Les deux premières icônes sont celle du Finder (le gestionnaire de la machine) et de l’Aide-Mémoire, qui permet de noter rapidement une idée comme sur un Post-it. Il y a aussi le Dashboard, qui a différents Widgets, la calculatrice, la conversion des devises, les fuseaux horaires, la terre vue selon la position du soleil… J’y ai ajouté les Widgets du Rijskmuseum et du Kröller-Müller Museum.

Les navigateurs : Safari et Flock

Après avoir essayé d’autres navigateurs comme Firefox et Google Chrome, je suis revenue à Safari.
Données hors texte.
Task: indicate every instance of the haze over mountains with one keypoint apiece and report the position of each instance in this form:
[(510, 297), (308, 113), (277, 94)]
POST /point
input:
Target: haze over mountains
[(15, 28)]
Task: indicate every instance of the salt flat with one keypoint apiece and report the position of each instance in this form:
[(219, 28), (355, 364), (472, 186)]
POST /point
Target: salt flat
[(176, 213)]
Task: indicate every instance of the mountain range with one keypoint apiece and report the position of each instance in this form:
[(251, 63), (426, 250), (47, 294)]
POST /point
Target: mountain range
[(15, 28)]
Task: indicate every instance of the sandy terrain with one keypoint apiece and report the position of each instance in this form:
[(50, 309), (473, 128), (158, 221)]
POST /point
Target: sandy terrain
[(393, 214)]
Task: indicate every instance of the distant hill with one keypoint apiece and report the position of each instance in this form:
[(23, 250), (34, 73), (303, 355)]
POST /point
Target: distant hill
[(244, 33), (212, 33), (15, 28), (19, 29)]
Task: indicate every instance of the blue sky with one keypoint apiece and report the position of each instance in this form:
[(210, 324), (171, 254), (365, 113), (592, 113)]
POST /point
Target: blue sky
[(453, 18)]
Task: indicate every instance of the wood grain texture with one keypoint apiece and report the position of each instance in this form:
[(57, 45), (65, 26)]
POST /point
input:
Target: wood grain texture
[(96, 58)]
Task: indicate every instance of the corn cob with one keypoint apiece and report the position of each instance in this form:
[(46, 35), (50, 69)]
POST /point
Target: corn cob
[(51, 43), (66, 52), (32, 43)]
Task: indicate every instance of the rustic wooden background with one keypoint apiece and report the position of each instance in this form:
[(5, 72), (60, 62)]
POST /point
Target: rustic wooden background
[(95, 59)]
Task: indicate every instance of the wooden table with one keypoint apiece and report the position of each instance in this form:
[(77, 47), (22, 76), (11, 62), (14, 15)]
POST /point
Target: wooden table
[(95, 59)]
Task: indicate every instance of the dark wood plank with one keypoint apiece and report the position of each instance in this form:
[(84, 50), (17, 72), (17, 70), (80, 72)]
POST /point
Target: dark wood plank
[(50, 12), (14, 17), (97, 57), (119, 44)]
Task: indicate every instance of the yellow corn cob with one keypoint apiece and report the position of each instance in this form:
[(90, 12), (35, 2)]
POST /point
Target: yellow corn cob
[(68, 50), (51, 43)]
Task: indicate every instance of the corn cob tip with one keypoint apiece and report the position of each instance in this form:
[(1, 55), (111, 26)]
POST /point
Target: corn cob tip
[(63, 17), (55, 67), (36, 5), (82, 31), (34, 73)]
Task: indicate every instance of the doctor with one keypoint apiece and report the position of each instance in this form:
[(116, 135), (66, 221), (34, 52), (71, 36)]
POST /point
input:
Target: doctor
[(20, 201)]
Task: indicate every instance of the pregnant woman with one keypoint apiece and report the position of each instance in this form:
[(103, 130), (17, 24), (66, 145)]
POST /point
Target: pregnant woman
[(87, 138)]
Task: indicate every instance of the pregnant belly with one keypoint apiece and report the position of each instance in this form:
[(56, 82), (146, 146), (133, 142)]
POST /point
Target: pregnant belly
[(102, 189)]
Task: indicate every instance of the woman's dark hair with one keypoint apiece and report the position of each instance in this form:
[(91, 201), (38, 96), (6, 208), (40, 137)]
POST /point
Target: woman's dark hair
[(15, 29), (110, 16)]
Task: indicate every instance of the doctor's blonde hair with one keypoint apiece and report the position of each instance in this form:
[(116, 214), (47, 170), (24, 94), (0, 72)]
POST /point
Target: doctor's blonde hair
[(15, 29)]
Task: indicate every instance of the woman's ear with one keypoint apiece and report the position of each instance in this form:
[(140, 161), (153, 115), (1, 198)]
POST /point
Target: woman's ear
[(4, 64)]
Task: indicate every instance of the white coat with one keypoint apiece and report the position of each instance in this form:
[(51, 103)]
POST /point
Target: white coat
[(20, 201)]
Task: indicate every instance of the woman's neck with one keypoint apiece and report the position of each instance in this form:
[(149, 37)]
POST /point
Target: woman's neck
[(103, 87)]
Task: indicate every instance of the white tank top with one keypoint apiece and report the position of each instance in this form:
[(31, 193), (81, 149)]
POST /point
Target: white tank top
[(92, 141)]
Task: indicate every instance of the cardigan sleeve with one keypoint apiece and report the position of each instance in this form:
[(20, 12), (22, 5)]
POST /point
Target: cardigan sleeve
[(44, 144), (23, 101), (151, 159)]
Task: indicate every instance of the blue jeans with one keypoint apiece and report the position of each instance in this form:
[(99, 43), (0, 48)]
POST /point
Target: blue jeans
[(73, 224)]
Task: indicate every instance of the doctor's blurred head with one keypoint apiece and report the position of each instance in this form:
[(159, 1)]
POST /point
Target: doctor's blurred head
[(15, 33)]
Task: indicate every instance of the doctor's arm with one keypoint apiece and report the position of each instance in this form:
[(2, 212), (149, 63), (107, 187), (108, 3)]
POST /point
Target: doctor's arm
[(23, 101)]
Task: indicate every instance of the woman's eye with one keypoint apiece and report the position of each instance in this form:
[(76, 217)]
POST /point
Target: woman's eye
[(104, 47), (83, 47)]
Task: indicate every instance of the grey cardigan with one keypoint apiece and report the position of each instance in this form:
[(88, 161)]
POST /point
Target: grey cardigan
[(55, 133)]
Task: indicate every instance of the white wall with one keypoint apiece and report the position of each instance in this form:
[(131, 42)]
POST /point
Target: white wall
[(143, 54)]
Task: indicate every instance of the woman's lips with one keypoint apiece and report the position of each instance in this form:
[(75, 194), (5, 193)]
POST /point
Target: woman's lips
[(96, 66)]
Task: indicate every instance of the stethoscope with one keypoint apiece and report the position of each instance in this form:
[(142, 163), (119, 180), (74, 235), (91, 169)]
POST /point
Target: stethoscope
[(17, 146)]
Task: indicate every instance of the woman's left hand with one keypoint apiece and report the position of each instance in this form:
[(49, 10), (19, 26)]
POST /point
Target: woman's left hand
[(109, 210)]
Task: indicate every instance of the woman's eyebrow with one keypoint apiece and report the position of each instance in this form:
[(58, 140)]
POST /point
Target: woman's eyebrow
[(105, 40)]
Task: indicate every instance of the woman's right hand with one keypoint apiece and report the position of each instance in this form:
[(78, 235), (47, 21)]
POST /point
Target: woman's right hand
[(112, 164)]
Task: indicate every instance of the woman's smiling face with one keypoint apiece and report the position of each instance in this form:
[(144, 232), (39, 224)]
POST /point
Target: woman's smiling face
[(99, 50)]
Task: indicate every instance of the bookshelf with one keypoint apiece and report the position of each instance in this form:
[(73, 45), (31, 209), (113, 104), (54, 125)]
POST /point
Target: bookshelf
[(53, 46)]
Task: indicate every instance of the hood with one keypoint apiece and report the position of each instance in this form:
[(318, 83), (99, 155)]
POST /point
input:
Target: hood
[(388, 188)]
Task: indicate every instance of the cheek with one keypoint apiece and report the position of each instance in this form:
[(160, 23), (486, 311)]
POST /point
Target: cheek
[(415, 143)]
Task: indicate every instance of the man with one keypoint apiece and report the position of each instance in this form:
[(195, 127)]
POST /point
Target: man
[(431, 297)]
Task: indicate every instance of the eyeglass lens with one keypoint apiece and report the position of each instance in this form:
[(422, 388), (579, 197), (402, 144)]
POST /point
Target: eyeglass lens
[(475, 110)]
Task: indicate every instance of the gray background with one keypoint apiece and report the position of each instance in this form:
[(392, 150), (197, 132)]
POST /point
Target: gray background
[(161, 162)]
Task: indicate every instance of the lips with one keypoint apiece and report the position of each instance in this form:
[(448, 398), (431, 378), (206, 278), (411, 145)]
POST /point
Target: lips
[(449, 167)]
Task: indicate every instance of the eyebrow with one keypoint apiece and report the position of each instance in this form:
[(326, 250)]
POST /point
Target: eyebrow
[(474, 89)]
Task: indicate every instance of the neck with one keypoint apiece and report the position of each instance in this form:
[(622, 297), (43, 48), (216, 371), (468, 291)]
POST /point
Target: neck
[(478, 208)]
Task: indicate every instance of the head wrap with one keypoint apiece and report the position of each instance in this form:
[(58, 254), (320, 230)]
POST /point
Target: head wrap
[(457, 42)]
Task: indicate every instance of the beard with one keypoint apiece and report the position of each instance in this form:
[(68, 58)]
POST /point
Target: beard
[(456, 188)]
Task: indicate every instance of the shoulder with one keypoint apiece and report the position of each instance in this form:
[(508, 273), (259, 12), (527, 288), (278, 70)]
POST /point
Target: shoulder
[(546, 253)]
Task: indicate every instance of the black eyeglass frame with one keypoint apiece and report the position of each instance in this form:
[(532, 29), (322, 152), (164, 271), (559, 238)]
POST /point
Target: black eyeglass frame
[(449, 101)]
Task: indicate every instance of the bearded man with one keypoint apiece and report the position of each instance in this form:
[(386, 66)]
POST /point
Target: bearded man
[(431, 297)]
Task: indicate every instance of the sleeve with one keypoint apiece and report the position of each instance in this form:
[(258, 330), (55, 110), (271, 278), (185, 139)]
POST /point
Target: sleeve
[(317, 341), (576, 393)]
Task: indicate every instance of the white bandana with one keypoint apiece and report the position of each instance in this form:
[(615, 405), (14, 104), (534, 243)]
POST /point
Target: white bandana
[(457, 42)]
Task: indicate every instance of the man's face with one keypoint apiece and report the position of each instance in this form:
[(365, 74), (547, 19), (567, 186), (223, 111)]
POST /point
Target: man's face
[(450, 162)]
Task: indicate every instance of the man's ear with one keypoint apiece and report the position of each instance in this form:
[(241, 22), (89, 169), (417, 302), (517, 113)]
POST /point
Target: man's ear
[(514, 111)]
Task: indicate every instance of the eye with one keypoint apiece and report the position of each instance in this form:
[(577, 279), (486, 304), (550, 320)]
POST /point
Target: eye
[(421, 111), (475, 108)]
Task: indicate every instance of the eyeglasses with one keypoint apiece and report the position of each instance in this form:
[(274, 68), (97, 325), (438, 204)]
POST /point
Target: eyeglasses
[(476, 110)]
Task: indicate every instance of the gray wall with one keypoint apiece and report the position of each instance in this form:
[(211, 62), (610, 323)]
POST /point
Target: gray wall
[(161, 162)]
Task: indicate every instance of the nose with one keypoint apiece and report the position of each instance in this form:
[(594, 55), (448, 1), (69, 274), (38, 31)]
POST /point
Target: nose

Je les réessaierai de temps en temps pour voir si ça va mieux.
Je couple Safari avec le navigateur de réseaux sociaux, Flock, développé par Mozilla comme Firefox.
Sur la page d’accueil de Safari, j’ai paramétré iGoogle pour avoir les nouvelles de l’Actualité et de l’Informatique (Le Monde, Libération, Tom’s Guide, entre autres).
Flock me donne les nouvelles de CNETnews.com et New York Times, et me permet de me connecter rapidement à tous mes comptes en ligne : Gmail, Picasa, MySpace, Twitter, Yahoo Mail, Facebook, YouTube, Flickr pro, et à mes blogs sur WordPress.
C’est très rapide, sauf quand Twitter et Facebook pâtissent de leur succès et sont trop chargés au point de décrocher…

Réseaux sociaux : Twitter et Facebook

Twitter me permet d’avoir les nouvelles très rapidement car je me suis abonnée à France-Inter, Le Monde, les Inrocks, pour les nouvelles technologies, je suis NKM, notre ministre et quelques geeks comme Kriisiis, etc. 

Je travaille mon style aussi sur Twitter, 140 signes c’est une bonne façon de ne dire que l’essentiel et de synthétiser une pensée. Donc Twitter pour moi est une discipline d’écriture.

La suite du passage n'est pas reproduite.